İran'da başlarını zorla örten kadınların başlarını fiilen açabildiği bir ortam oluştuğunu belirten Dursunoğlu, bunun yasal çerçevesinin henüz belirsiz olduğunu vurguladı:
"Tam o dönemlerde zaten Kültür Devrimi Yüksek Kurulu ile İçişleri Bakanlığı da bir yeni bir düzenleme için çalışma başlatmıştı. Eylülden itibaren sokaklarda giysileri yasalara uygun bulunmayanlara polisiye müdahale söz konusu değildi. Dolayısıyla başlarını zorla örten kadınlar, artık açıyorlardı. Bu durumda şöyle bir soru ortaya çıktı. Şu an saçları açık şekilde gezme fiili durumu yasal bir çerçeveye mi kavuşturulacak, yoksa eskiye geri mi dönülecek? Başsavcının, ‘İrşad Devriyeleri zaten kapatıldı’ açıklaması basında 'Devlet geri adım attı, bundan sonra böyle bir müdahale olmayacak' şeklinde yansıtıldı. Diğerleri de bundan kendince bir zafer çıkardı. Halbuki henüz böyle bir şey yok. Henüz Kültür Devrimi Yüksek Kurulu ile İçişleri Bakanlığı’nın nasıl bir düzenleme konusunda çalıştığına ilişkin bir açıklama yok. Dolayısıyla bunun cevabını şu an hiç kimse bilmiyor. Ama iki gün önce Devrim Lideri Ayetullah Hamenei, Kültür Devrimi Yüksek Kurulu üyeleriyle bir toplantı yaptı. Orada verdiği mesajlar mevcut fiili durumun yasal niteliğe kavuşacağı ve artık kimsenin kıyafetine karışılmayacağı sonucunu çıkarmamıza imkan vermiyor. Mevcut durum bir müddet daha sürdürebilir. Ancak bu fiili durumdan hareketle artık zorunlu başörtüsü uygulamasını ortadan kaldıracak bir yasal düzenleme yapılması beklenmiyor.”

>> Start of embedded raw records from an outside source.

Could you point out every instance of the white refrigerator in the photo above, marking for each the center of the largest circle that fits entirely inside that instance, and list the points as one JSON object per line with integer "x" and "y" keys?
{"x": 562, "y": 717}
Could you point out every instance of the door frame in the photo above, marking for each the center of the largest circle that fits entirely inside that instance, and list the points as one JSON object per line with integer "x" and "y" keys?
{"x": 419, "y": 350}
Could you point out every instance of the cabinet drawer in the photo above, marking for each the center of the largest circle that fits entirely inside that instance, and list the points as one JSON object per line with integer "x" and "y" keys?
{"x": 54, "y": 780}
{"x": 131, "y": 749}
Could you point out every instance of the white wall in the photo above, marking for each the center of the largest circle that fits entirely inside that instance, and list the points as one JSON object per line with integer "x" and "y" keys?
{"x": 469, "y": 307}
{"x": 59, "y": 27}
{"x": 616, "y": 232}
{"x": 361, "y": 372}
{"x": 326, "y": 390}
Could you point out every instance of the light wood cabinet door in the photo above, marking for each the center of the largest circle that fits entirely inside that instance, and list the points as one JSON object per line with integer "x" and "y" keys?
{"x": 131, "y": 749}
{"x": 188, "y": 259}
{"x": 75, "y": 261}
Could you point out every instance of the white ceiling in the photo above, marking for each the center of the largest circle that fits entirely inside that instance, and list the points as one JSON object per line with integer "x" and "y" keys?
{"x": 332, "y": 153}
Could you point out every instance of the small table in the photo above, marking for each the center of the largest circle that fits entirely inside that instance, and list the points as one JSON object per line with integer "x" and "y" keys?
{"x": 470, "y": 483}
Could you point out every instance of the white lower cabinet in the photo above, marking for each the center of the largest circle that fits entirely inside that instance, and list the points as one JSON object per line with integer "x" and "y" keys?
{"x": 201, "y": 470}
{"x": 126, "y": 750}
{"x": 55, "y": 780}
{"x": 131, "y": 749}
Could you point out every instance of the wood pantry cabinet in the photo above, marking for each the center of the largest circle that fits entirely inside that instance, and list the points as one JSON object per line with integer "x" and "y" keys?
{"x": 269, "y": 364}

'Hamaney’in konuşmasında vurgulanan şeyler uygulamanın kaldırılmayacağını düşündürüyor'

Şah dönemindeki Batı hayranlığının kültür devrimiyle Batı karşıtlığına dönüştürüldüğünü anımsatan Dursunoğlu, Hamaney'in açıklamasında da 'kültürel mühendisliğin, devrimci bir yapılanmayla devam ettirilmesi gerektiği' mesajının bulunduğunu belirtti. Dursunoğlu, fiili durumun başörtüsü yasağının eylemcilerin istediği şekilde kaldırılacağı ve devletin hiçbir şekilde giysiye müdahale etmeyeceği yeni bir yasal düzenleme yapacağını düşünme imkanı vermediği görüşünde:
“Fiili durum olarak kalkmış olan zorunlu başörtüsü uygulaması, tamamen ortadan kaldırılarak bir yasal zemine mi kavuşturulacak yoksa eski uygulamaya devam mı edilecek? Ayetullah Hamaney’in konuşmasında vurgulanan şeyler uygulamanın kaldırılmayacağını düşündürüyor. O, Kültür Devrimi Yüksek Kurulu’nun görevini, ‘toplumun ve ülkenin kültürünün yönlendirmek’ olarak tanımlıyor. Kültürel yapının devrimci bir şekilde yeniden yapılandırılması gerektiğinden söz ediyor. ‘Kültür mühendisliği’ kavramından bahsediyor. Bunlar ne anlama geliyor? Kültür Devrimi Yüksek Kurulu gibi kurumların toplumun kültürünü yönlendirmesiyle yanlış olan kültürel ön kabullerin ve algıların değiştirmesi gerektiği vurgulanıyor. Ayetullah Hamenei, 1979’daki devrimden önce ‘biz hiçbir şey yapamayız’ algısının ve Batı hayranlığının yerleşik bir kültür olduğunu hatırlatıyor ve devrimden sonra ‘Biz bir şey yapamayız’ kültürünün ‘biz de yapabiliriz’ kültürüne dönüştürüldüğünü belirtiyor ve yerli sanayinin bu kültürel değişimle oluşturulduğunu söylüyor. Kendi füzemizi, otomobilimizi bu şekilde yapar hale geldik diyor. Aynı şekilde Şah dönemindeki Batı hayranlığının da Batı karşıtlığına dönüştürüldüğünü hatırlatıyor. Bu kültürel mühendisliğin, devrimci bir yapılanmayla devam ettirilmesi gerektiğini söylüyor. Bütün bunlar şu an sokaklarda her türlü giysinin serbestçe giyildiği bu fiili durumun sokaklarda gösteri yapanların istediği şekilde, devletin müdahale etmeyeceği bir yasal düzenlemeye dönüşeceğini düşünme imkanını bize vermiyor.”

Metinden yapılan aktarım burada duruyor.